The human telomeric DNA G-quadruplex follows a kinetic partitioning folding mechanism. The underlying folding landscape potentially has many minima separated by high free-energy barriers. However, using current theoretical models to characterize this complex folding landscape has remained a challenging problem. In this study, by developing a hybrid atomistic structure-based model that merges structural information on the hybrid-1, hybrid-2, and chair-type G-quadruplex topologies, we investigated a kinetic partitioning folding process of human telomeric DNA involving three native folds. The model was validated as it reproduced the experimental observation that the hybrid-1 conformation is the major fold and the hybrid-2 conformation is kinetically more accessible. A three-step mechanism was revealed for the formation of the hybrid-1 conformation, while a two-step mechanism was demonstrated for the formation of hybrid-2 and chair-type conformations. Likewise, a class of state in which structures adopted inappropriate combinations of syn/anti guanine nucleotides was found to greatly slow down the folding process. In addition, by employing the XGBoost machine learning algorithm, three interatom distances and six dihedral angles were identified as essential internal coordinates to represent the low-dimensional folding landscape. The strategy of coupling the multibasin model and the machine learning algorithm may be useful to investigate the conformational dynamics of other multistate biomolecules.
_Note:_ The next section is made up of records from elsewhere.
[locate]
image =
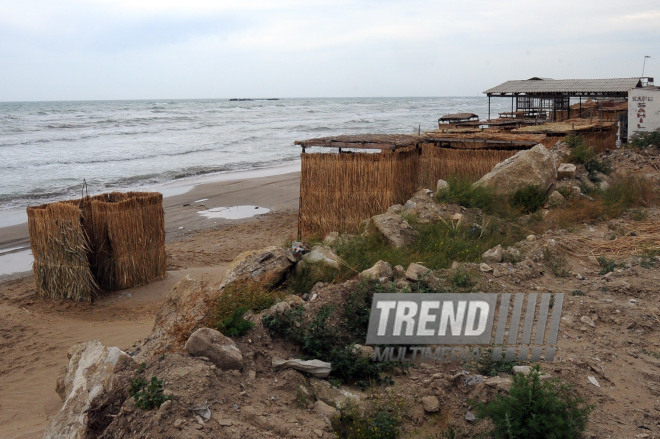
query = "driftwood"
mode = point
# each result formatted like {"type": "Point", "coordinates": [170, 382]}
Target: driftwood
{"type": "Point", "coordinates": [317, 368]}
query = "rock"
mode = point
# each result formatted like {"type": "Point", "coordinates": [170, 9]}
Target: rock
{"type": "Point", "coordinates": [441, 186]}
{"type": "Point", "coordinates": [535, 166]}
{"type": "Point", "coordinates": [331, 239]}
{"type": "Point", "coordinates": [494, 255]}
{"type": "Point", "coordinates": [423, 207]}
{"type": "Point", "coordinates": [431, 404]}
{"type": "Point", "coordinates": [576, 192]}
{"type": "Point", "coordinates": [93, 387]}
{"type": "Point", "coordinates": [381, 271]}
{"type": "Point", "coordinates": [185, 310]}
{"type": "Point", "coordinates": [316, 368]}
{"type": "Point", "coordinates": [485, 268]}
{"type": "Point", "coordinates": [587, 321]}
{"type": "Point", "coordinates": [473, 380]}
{"type": "Point", "coordinates": [457, 218]}
{"type": "Point", "coordinates": [556, 199]}
{"type": "Point", "coordinates": [522, 370]}
{"type": "Point", "coordinates": [325, 410]}
{"type": "Point", "coordinates": [566, 170]}
{"type": "Point", "coordinates": [394, 228]}
{"type": "Point", "coordinates": [334, 397]}
{"type": "Point", "coordinates": [221, 350]}
{"type": "Point", "coordinates": [268, 265]}
{"type": "Point", "coordinates": [419, 273]}
{"type": "Point", "coordinates": [323, 256]}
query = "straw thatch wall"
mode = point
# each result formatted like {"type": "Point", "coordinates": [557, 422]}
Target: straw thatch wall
{"type": "Point", "coordinates": [127, 238]}
{"type": "Point", "coordinates": [437, 163]}
{"type": "Point", "coordinates": [60, 248]}
{"type": "Point", "coordinates": [114, 241]}
{"type": "Point", "coordinates": [338, 191]}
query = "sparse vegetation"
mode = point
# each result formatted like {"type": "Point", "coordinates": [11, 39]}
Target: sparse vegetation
{"type": "Point", "coordinates": [528, 199]}
{"type": "Point", "coordinates": [536, 408]}
{"type": "Point", "coordinates": [606, 265]}
{"type": "Point", "coordinates": [381, 420]}
{"type": "Point", "coordinates": [461, 191]}
{"type": "Point", "coordinates": [644, 140]}
{"type": "Point", "coordinates": [556, 261]}
{"type": "Point", "coordinates": [237, 298]}
{"type": "Point", "coordinates": [318, 339]}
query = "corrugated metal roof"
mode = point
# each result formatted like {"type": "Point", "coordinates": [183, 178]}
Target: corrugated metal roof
{"type": "Point", "coordinates": [540, 86]}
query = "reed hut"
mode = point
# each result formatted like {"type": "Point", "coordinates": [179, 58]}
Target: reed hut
{"type": "Point", "coordinates": [338, 190]}
{"type": "Point", "coordinates": [110, 241]}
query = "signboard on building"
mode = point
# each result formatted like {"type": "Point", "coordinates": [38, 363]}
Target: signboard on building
{"type": "Point", "coordinates": [643, 110]}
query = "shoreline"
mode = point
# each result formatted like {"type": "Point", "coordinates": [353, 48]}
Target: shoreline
{"type": "Point", "coordinates": [182, 200]}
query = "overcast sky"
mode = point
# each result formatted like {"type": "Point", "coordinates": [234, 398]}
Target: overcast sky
{"type": "Point", "coordinates": [143, 49]}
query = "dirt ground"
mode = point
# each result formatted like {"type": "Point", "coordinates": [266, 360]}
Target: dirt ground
{"type": "Point", "coordinates": [610, 330]}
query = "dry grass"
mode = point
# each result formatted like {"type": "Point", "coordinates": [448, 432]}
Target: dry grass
{"type": "Point", "coordinates": [338, 191]}
{"type": "Point", "coordinates": [437, 163]}
{"type": "Point", "coordinates": [114, 241]}
{"type": "Point", "coordinates": [60, 248]}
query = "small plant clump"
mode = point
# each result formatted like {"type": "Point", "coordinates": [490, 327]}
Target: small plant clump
{"type": "Point", "coordinates": [644, 140]}
{"type": "Point", "coordinates": [148, 395]}
{"type": "Point", "coordinates": [606, 265]}
{"type": "Point", "coordinates": [381, 420]}
{"type": "Point", "coordinates": [536, 409]}
{"type": "Point", "coordinates": [528, 198]}
{"type": "Point", "coordinates": [237, 298]}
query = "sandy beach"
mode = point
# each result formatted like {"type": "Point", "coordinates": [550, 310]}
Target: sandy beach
{"type": "Point", "coordinates": [35, 334]}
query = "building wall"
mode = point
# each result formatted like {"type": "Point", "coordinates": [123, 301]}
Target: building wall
{"type": "Point", "coordinates": [643, 110]}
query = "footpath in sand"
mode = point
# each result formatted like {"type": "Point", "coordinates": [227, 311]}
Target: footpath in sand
{"type": "Point", "coordinates": [36, 334]}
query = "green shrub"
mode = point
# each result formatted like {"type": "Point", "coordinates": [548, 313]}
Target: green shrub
{"type": "Point", "coordinates": [556, 261]}
{"type": "Point", "coordinates": [381, 420]}
{"type": "Point", "coordinates": [461, 279]}
{"type": "Point", "coordinates": [536, 409]}
{"type": "Point", "coordinates": [627, 192]}
{"type": "Point", "coordinates": [237, 298]}
{"type": "Point", "coordinates": [644, 140]}
{"type": "Point", "coordinates": [318, 339]}
{"type": "Point", "coordinates": [528, 198]}
{"type": "Point", "coordinates": [148, 395]}
{"type": "Point", "coordinates": [235, 325]}
{"type": "Point", "coordinates": [303, 279]}
{"type": "Point", "coordinates": [462, 192]}
{"type": "Point", "coordinates": [606, 265]}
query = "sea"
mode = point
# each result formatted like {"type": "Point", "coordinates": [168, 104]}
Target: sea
{"type": "Point", "coordinates": [59, 150]}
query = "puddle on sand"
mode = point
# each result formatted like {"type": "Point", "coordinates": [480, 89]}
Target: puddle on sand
{"type": "Point", "coordinates": [16, 262]}
{"type": "Point", "coordinates": [234, 212]}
人类端粒 DNA G-四链体遵循动力学分区折叠机制。潜在的折叠景观具有许多由高自由能势垒隔开的极小值。然而,使用当前的理论模型来描述这种复杂的折叠景观仍然是一个具有挑战性的问题。在这项研究中,通过开发一种混合原子结构模型,该模型融合了混合-1、混合-2 和椅式 G-四链体拓扑结构的结构信息,我们研究了涉及三种天然折叠的人类端粒 DNA 的动力学分区折叠过程。该模型通过复制实验观察结果得到了验证,即混合-1 构象是主要构象,而混合-2 构象在动力学上更容易接近。揭示了形成混合-1 构象的三步机制,而形成混合-2 和椅式构象的机制则证明为两步机制。同样,发现结构采用不合适的顺/反鸟嘌呤核苷酸组合的一类状态会大大减慢折叠过程。此外,通过使用 XGBoost 机器学习算法,确定了三个原子间距离和六个二面角作为表示低维折叠景观的必需内部坐标。耦合多盆地模型和机器学习算法的策略可能有助于研究其他多态生物分子的构象动力学。